Finally we reached the cavern from which we had started.
"And now what?" asked Harry in a tone of the most utter
dejection.
I pointed to the exit in the middle. "That! We should have
taken it in the first place. On the raft we probably descended
altogether something like five hundred feet from the level where we
started--possibly twice that distance. And this passage which
slopes upward will probably take us back."

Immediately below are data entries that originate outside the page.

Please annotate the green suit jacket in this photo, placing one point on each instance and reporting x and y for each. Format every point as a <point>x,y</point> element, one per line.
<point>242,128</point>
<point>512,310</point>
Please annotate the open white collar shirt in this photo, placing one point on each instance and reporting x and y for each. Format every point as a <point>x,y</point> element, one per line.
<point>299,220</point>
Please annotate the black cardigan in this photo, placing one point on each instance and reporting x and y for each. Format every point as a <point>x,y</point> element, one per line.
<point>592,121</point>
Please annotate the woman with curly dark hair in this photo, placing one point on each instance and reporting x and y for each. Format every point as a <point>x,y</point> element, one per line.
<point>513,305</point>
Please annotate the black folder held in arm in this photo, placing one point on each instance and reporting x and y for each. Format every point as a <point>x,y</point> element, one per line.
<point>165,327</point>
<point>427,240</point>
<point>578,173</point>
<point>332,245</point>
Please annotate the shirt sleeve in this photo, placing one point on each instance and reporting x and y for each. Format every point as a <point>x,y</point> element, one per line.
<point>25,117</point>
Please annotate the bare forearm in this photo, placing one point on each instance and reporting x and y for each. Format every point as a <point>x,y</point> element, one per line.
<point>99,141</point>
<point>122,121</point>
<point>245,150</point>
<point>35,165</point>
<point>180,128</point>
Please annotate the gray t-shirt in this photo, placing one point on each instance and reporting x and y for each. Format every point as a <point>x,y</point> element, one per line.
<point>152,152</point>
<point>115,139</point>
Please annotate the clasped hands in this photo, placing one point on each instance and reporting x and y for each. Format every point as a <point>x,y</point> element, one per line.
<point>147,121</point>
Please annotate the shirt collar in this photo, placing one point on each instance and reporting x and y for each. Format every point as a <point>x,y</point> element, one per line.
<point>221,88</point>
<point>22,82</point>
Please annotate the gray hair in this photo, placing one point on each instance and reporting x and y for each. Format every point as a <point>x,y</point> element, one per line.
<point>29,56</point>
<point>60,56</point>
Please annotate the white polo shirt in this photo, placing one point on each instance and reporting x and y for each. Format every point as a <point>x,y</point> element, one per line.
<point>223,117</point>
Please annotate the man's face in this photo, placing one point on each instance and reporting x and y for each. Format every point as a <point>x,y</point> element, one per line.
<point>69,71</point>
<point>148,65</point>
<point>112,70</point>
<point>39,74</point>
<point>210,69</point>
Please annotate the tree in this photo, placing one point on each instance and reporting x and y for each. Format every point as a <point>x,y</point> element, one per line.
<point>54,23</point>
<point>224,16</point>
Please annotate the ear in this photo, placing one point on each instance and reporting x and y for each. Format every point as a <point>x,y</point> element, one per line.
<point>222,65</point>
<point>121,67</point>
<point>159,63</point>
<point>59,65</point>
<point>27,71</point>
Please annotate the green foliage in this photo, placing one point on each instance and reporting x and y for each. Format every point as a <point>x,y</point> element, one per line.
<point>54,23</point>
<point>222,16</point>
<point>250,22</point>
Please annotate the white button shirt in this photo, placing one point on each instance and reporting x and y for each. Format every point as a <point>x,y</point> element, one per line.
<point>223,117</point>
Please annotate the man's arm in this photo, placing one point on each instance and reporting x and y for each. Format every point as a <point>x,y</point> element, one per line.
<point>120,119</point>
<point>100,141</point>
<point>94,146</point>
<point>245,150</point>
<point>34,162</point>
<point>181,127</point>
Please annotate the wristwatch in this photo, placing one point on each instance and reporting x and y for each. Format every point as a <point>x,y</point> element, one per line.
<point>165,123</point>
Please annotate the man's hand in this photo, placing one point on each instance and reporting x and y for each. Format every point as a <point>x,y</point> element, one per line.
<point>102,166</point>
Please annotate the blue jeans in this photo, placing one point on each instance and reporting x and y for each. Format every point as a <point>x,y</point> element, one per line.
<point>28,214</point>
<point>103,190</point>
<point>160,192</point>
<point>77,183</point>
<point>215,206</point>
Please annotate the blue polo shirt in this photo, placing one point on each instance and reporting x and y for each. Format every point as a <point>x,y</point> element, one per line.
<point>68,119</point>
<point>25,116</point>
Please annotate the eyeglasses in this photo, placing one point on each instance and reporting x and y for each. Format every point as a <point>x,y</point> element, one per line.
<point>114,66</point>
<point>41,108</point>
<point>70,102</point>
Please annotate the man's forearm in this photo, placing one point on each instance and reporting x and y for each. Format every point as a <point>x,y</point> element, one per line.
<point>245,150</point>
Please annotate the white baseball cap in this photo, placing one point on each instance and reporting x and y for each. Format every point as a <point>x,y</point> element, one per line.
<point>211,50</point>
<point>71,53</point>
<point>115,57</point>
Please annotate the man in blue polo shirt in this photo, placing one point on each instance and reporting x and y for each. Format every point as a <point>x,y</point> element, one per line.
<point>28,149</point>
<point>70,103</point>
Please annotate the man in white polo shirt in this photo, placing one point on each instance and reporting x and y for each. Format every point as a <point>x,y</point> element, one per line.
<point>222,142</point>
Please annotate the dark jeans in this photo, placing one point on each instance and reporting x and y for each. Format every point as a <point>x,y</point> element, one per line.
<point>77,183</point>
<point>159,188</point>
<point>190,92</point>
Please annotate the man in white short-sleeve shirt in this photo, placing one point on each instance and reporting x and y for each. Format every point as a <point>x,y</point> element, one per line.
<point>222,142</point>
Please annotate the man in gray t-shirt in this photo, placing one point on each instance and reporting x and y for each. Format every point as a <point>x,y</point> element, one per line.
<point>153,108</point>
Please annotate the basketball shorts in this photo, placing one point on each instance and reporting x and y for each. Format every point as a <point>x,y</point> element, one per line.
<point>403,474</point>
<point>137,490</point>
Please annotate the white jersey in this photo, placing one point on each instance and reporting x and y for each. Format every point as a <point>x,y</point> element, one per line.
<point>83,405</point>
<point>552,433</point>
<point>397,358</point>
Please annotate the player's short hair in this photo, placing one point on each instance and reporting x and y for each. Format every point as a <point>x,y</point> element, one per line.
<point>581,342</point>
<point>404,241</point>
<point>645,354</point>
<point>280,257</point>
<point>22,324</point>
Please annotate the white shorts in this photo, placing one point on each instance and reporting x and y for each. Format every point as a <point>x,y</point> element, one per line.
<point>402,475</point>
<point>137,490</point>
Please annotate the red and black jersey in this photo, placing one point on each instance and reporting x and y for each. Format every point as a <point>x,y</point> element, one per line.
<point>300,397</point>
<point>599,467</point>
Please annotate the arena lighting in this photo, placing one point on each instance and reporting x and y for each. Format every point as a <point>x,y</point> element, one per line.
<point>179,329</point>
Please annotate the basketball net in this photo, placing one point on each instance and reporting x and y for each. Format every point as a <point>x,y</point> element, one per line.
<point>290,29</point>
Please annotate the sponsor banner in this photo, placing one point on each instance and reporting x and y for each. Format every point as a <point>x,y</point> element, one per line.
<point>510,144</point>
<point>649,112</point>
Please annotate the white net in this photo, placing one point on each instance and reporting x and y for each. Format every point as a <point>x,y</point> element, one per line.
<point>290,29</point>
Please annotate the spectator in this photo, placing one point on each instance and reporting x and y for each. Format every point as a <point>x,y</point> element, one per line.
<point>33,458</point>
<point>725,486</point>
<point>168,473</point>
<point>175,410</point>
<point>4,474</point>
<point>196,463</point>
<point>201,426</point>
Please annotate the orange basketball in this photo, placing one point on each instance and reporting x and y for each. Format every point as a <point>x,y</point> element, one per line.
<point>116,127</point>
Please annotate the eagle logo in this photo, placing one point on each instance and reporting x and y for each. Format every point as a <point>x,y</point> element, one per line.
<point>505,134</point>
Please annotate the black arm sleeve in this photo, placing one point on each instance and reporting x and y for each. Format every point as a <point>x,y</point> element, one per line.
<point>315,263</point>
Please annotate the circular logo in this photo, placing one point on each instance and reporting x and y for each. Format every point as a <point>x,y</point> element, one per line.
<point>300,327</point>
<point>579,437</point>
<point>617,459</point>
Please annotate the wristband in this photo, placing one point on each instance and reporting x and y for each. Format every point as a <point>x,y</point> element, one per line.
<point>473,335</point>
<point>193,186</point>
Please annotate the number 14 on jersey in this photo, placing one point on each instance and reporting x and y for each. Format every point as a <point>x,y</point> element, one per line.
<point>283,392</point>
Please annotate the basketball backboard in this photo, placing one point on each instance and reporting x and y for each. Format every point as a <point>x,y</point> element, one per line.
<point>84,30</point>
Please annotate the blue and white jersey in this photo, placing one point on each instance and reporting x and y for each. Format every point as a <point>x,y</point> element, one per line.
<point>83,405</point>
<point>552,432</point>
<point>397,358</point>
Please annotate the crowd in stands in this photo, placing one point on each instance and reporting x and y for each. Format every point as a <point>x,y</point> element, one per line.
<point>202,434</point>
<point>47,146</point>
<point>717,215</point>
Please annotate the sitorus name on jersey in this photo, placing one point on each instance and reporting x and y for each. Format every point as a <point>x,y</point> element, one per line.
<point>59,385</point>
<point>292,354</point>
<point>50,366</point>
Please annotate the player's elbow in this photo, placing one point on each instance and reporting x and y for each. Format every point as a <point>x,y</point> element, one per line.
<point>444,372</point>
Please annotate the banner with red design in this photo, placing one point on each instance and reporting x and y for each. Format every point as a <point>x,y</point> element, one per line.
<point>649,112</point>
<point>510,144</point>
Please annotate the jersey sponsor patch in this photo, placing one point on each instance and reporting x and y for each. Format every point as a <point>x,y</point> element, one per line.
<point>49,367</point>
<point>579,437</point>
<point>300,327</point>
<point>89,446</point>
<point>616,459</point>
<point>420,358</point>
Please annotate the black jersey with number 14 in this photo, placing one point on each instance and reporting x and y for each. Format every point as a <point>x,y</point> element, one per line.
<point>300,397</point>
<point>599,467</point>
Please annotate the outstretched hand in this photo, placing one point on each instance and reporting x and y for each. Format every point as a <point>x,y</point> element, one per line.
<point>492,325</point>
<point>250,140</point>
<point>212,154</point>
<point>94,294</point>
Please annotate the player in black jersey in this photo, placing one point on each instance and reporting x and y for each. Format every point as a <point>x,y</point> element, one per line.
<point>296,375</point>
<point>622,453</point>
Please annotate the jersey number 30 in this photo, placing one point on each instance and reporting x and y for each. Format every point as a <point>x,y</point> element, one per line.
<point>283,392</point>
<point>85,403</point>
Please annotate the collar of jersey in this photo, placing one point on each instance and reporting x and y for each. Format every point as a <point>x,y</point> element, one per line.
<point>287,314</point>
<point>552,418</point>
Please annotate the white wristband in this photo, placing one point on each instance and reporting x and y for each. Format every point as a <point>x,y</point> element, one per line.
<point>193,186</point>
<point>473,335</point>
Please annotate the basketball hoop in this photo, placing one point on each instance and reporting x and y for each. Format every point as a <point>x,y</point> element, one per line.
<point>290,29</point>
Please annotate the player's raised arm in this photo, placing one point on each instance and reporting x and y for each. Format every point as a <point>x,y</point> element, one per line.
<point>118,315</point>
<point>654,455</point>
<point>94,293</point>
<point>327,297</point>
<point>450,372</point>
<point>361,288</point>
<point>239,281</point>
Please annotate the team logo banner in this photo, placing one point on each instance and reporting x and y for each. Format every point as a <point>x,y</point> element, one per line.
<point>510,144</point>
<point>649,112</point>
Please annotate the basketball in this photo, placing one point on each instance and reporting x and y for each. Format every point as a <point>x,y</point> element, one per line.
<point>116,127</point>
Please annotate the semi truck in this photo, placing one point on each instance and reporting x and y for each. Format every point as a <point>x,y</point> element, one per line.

"At least, it's as good as the other," Harry agreed; and we
entered it.
We had not proceeded far before we found ourselves in
difficulties. The gentle slope became a steep incline. Great
rocks loomed up in our path.
In spots the passage was so narrow that two men could hardly
have walked abreast through it, and its walls were rough and
irregular, with sharp points projecting unexpectedly into our very
faces.
Still we went forward and upward, scrambling over, under,
round, between. At one point, when Harry was a few yards in front
of me, he suddenly disappeared from sight as though swallowed by
the mountain.
Rushing forward, I saw him scrambling to his feet at the
bottom of a chasm some ten feet below. Luckily he had escaped
serious injury, and climbed up on the other side, while I leaped
across--a distance of about six feet.
"They could never have brought her through this," he declared,
rubbing a bruised knee.
"Do you want to go back?" I asked.
But he said that would be useless, and I agreed with him. So
we struggled onward, painfully and laboriously. The sharp corners
of the rocks cut our feet and hands, and I had an ugly bruise on my
left shoulder, besides many lesser ones. Harry's injured knee
caused him to limp and thus further retarded our progress.